Blog

Semantic search vs keyword search for AI agents

Semantic search and keyword search fail in opposite ways. That is not a coincidence. It is an argument for combining them.

Jonathan Bree

Every retrieval system makes a choice about how to find relevant information. Most make the wrong one. Here is why neither semantic search nor keyword search is enough on its own, and what happens when you combine them.

When developers build retrieval into an AI agent, they usually reach for one of two approaches. Semantic search, powered by embeddings and vector similarity, finds things by meaning. Keyword search, powered by lexical matching, finds things by exact terms. Both are useful. Both fail in ways that matter for production agents. And the failure modes are almost perfectly complementary.

Where semantic search breaks down

Semantic search is good at finding things that mean similar things, even when the exact words differ. A user who described their role as "product lead" in January will have that memory surface when they ask about "product management responsibilities" in March. The meaning connects even though the vocabulary does not.

The failure mode is precision. Semantic search optimises for conceptual similarity, which means it trades exactness for coverage. When a query contains specific identifiers, proper nouns, version numbers, error codes, or exact phrases that matter, semantic search will find things that are conceptually adjacent rather than literally matching.

Consider a concrete example. A developer tells their agent they are running into a specific error: "TypeError: Cannot read properties of undefined (reading 'map')." Later they ask the agent to recall what errors they flagged last week. A semantic search will surface memories about errors and debugging because those are conceptually similar. It may or may not surface the exact error message, depending on how crowded the embedding space is around that concept. A keyword search would find it immediately.

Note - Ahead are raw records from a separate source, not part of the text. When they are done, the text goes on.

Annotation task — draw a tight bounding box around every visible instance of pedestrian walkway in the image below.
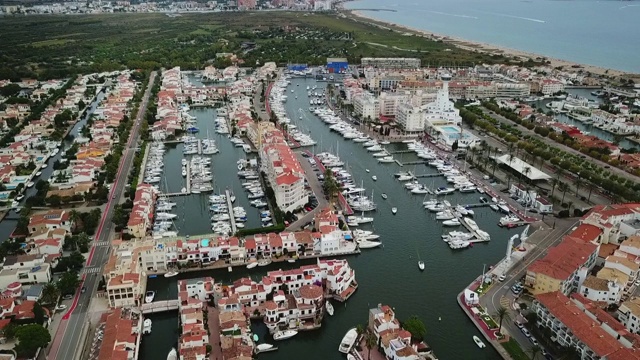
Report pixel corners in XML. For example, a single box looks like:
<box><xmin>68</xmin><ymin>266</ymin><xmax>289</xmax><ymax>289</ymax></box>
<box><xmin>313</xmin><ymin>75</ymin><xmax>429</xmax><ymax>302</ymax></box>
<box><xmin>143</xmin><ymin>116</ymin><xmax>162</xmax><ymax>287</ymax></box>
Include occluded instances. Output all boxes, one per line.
<box><xmin>82</xmin><ymin>267</ymin><xmax>100</xmax><ymax>274</ymax></box>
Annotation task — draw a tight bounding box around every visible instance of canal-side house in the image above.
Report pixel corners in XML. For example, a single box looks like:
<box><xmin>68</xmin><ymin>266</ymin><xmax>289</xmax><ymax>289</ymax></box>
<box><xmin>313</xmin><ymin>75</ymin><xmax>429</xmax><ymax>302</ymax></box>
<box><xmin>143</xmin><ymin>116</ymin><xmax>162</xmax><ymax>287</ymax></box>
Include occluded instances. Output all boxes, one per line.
<box><xmin>525</xmin><ymin>235</ymin><xmax>599</xmax><ymax>295</ymax></box>
<box><xmin>98</xmin><ymin>309</ymin><xmax>142</xmax><ymax>360</ymax></box>
<box><xmin>533</xmin><ymin>291</ymin><xmax>640</xmax><ymax>360</ymax></box>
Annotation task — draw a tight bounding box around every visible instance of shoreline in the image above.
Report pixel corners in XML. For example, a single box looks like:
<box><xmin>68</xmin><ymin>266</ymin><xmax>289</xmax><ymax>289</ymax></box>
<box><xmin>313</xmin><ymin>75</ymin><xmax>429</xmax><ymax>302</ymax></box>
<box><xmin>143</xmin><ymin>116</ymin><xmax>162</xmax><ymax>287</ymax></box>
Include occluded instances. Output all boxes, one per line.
<box><xmin>339</xmin><ymin>8</ymin><xmax>640</xmax><ymax>79</ymax></box>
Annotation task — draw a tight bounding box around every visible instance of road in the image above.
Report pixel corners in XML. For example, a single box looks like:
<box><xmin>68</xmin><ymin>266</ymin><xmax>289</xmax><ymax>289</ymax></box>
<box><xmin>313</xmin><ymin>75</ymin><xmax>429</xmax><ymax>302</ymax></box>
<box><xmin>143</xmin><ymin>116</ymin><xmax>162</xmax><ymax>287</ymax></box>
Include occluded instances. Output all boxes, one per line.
<box><xmin>47</xmin><ymin>72</ymin><xmax>156</xmax><ymax>360</ymax></box>
<box><xmin>480</xmin><ymin>219</ymin><xmax>578</xmax><ymax>352</ymax></box>
<box><xmin>480</xmin><ymin>107</ymin><xmax>640</xmax><ymax>183</ymax></box>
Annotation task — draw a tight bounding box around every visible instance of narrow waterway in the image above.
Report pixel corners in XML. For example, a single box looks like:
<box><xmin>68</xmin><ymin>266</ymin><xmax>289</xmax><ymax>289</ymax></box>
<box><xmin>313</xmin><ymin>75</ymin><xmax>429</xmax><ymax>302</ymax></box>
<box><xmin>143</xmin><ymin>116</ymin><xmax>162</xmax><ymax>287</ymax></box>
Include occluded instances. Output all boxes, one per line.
<box><xmin>0</xmin><ymin>89</ymin><xmax>105</xmax><ymax>242</ymax></box>
<box><xmin>141</xmin><ymin>79</ymin><xmax>522</xmax><ymax>360</ymax></box>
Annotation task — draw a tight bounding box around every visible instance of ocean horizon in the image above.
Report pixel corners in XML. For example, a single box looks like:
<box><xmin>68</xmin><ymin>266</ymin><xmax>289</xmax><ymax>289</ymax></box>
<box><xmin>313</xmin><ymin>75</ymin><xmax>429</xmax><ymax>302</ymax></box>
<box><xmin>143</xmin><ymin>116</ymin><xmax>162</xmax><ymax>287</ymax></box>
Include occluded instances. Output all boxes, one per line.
<box><xmin>344</xmin><ymin>0</ymin><xmax>640</xmax><ymax>73</ymax></box>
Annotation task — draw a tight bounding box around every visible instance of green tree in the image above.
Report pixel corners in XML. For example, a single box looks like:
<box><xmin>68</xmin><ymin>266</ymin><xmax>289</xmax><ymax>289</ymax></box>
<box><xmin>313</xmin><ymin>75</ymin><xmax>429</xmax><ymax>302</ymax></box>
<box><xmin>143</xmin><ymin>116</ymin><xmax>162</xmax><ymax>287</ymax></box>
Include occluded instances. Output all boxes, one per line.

The same problem appears with names, dates, product identifiers, API endpoint names, and any other information where exact string matching matters more than conceptual similarity. Semantic search was not designed for precision retrieval. At scale, in a knowledge base full of related memories, this becomes a meaningful source of retrieval failure.

Where keyword search breaks down

Keyword search is precise. It finds exactly what you ask for, provided you use the same words. That is also its failure mode.

Language is not consistent across time or across people. A user who described a preference as "I like concise answers" in one session may ask for "brief responses" in another. A keyword search finds nothing. The words do not match. The memory is there but the retrieval system cannot connect the query to it.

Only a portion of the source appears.